A wealth of evidence1 tells us that access to arts and culture from a very young age improves educational attainment as well as improving young peoples’ understanding of their place in the world, pride in where they live, and confidence to access culture later in life.
Current growth in Creative Industries (including advertising, architecture, the arts and antiques market, crafts, design, designer fashion, film, interactive leisure software, music, performing arts, publishing, software, television and radio) has been dubbed the 4th Industrial Revolution2. We need to make sure children in Greater Manchester can be part of this.
The Creative Industries are worth an estimated £111bn per year to the UK3
Greater Manchester has poor levels of cultural engagement at 60.13% of the general population, compared to a national average of 60.27%4. Oldham, Rochdale and Wigan are more than 5% below the national average for cultural engagement, in contrast to 68.37% in Greater London, 66.61% in the West Midlands City Region and 62.23% in Liverpool City Region.
‘Cultural and creative learning is a vital part of any education.

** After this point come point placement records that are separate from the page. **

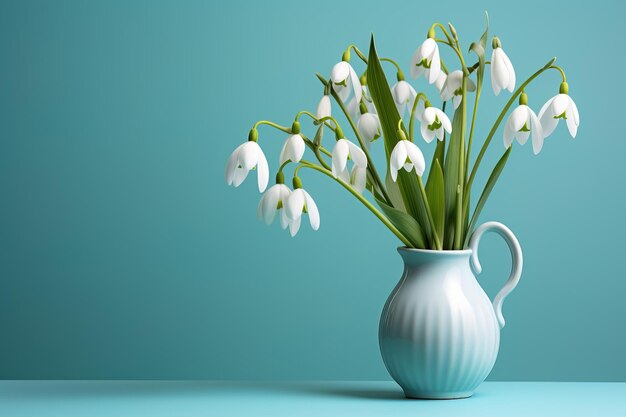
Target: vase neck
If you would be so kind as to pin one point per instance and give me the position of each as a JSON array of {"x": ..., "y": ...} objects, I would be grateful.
[{"x": 418, "y": 257}]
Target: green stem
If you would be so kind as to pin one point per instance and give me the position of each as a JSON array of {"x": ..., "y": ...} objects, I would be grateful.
[
  {"x": 370, "y": 163},
  {"x": 315, "y": 119},
  {"x": 358, "y": 52},
  {"x": 495, "y": 126},
  {"x": 362, "y": 199},
  {"x": 437, "y": 240},
  {"x": 458, "y": 229}
]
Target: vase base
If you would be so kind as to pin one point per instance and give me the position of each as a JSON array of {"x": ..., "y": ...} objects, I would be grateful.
[{"x": 454, "y": 395}]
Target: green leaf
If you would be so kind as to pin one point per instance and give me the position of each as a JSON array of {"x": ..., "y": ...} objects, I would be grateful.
[
  {"x": 436, "y": 198},
  {"x": 406, "y": 224},
  {"x": 451, "y": 178},
  {"x": 389, "y": 118},
  {"x": 491, "y": 182}
]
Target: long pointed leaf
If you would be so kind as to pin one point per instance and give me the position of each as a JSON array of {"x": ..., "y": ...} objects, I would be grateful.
[
  {"x": 436, "y": 197},
  {"x": 389, "y": 118},
  {"x": 491, "y": 182},
  {"x": 406, "y": 224}
]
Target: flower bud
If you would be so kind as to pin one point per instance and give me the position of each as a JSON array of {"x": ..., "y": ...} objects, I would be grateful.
[
  {"x": 453, "y": 31},
  {"x": 253, "y": 136},
  {"x": 523, "y": 99},
  {"x": 338, "y": 133},
  {"x": 297, "y": 183}
]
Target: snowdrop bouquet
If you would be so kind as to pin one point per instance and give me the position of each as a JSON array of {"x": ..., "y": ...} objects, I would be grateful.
[{"x": 432, "y": 213}]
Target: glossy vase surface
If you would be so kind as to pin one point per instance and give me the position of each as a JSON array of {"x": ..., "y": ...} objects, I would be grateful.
[{"x": 439, "y": 332}]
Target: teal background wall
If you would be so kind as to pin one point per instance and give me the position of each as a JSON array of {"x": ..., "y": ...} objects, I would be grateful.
[{"x": 124, "y": 255}]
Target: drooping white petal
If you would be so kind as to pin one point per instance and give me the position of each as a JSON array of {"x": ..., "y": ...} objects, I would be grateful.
[
  {"x": 536, "y": 131},
  {"x": 231, "y": 165},
  {"x": 574, "y": 111},
  {"x": 416, "y": 157},
  {"x": 522, "y": 137},
  {"x": 240, "y": 176},
  {"x": 511, "y": 72},
  {"x": 340, "y": 156},
  {"x": 340, "y": 72},
  {"x": 268, "y": 205},
  {"x": 397, "y": 159},
  {"x": 441, "y": 80},
  {"x": 357, "y": 155},
  {"x": 353, "y": 108},
  {"x": 445, "y": 121},
  {"x": 294, "y": 204},
  {"x": 294, "y": 226},
  {"x": 429, "y": 115},
  {"x": 355, "y": 83},
  {"x": 519, "y": 117},
  {"x": 313, "y": 212},
  {"x": 546, "y": 118},
  {"x": 248, "y": 155},
  {"x": 358, "y": 177},
  {"x": 262, "y": 170},
  {"x": 435, "y": 65},
  {"x": 323, "y": 108},
  {"x": 427, "y": 134},
  {"x": 509, "y": 133},
  {"x": 457, "y": 101},
  {"x": 572, "y": 118},
  {"x": 499, "y": 72}
]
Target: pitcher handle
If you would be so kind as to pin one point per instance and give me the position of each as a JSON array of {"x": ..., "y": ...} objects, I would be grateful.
[{"x": 516, "y": 267}]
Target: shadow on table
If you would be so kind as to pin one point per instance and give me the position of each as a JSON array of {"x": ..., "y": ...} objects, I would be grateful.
[{"x": 367, "y": 390}]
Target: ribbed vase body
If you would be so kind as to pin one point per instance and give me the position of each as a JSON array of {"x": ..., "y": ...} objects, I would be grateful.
[{"x": 438, "y": 333}]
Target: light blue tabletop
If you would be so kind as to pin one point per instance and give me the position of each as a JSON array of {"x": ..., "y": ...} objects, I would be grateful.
[{"x": 319, "y": 398}]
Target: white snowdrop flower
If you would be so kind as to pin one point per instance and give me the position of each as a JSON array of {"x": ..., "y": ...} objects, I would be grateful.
[
  {"x": 298, "y": 202},
  {"x": 324, "y": 107},
  {"x": 502, "y": 71},
  {"x": 452, "y": 87},
  {"x": 406, "y": 155},
  {"x": 293, "y": 149},
  {"x": 426, "y": 61},
  {"x": 521, "y": 123},
  {"x": 273, "y": 202},
  {"x": 358, "y": 178},
  {"x": 346, "y": 81},
  {"x": 343, "y": 150},
  {"x": 403, "y": 94},
  {"x": 369, "y": 127},
  {"x": 245, "y": 158},
  {"x": 433, "y": 123},
  {"x": 440, "y": 81},
  {"x": 558, "y": 107}
]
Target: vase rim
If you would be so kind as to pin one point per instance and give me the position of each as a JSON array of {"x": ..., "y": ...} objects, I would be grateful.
[{"x": 435, "y": 252}]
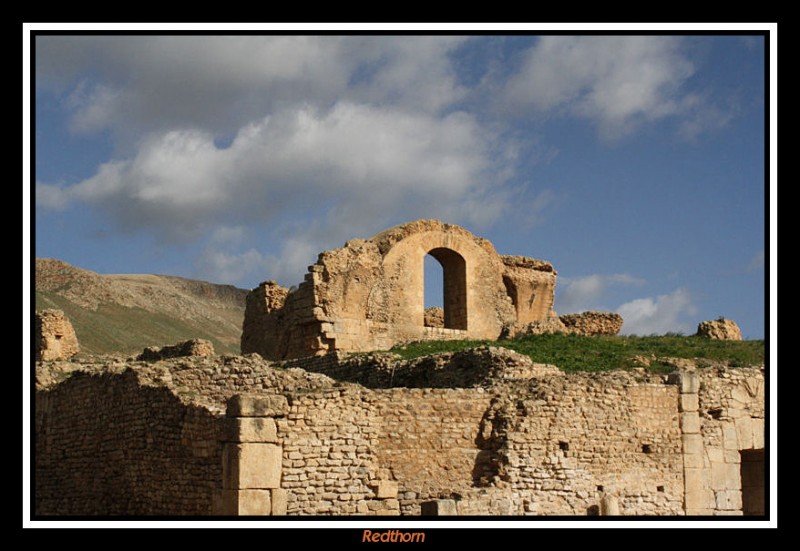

It gives children the confidence and capability that they will need in a world and economy that depends on the skills that it provides. It is a basic block in building the future of the UK as a whole.’
Sir Nicholas Serota, Director of TATE
When promoting cultural visits and activities to schools across the city region, the primary barrier to attendance is transport costs, which cannot be met due to squeezed school budgets with little inbuilt flexibility.
This barrier becomes even more acute in areas where parents and carers have limited financial resource and schools are therefore unwilling to pass on costs to families. Schools further away from cultural clusters such as Manchester City Centre are further disadvantaged due to distance and resulting higher transport costs.
This means that school children, particularly in areas of deprivation or relative geographic isolation, are not getting access to the rich cultural offer across Greater Manchester and have few or no opportunities to explore the world beyond their local area.
Culture Bus proposed using the yellow school bus fleet to make transport to cultural venues easier and cheaper. These buses are leased by Transport for Greater Manchester to private operators primarily for journeys to and from school. This means that during a large period of the day, from around 9.30am to 2.30pm, the vehicles are unused.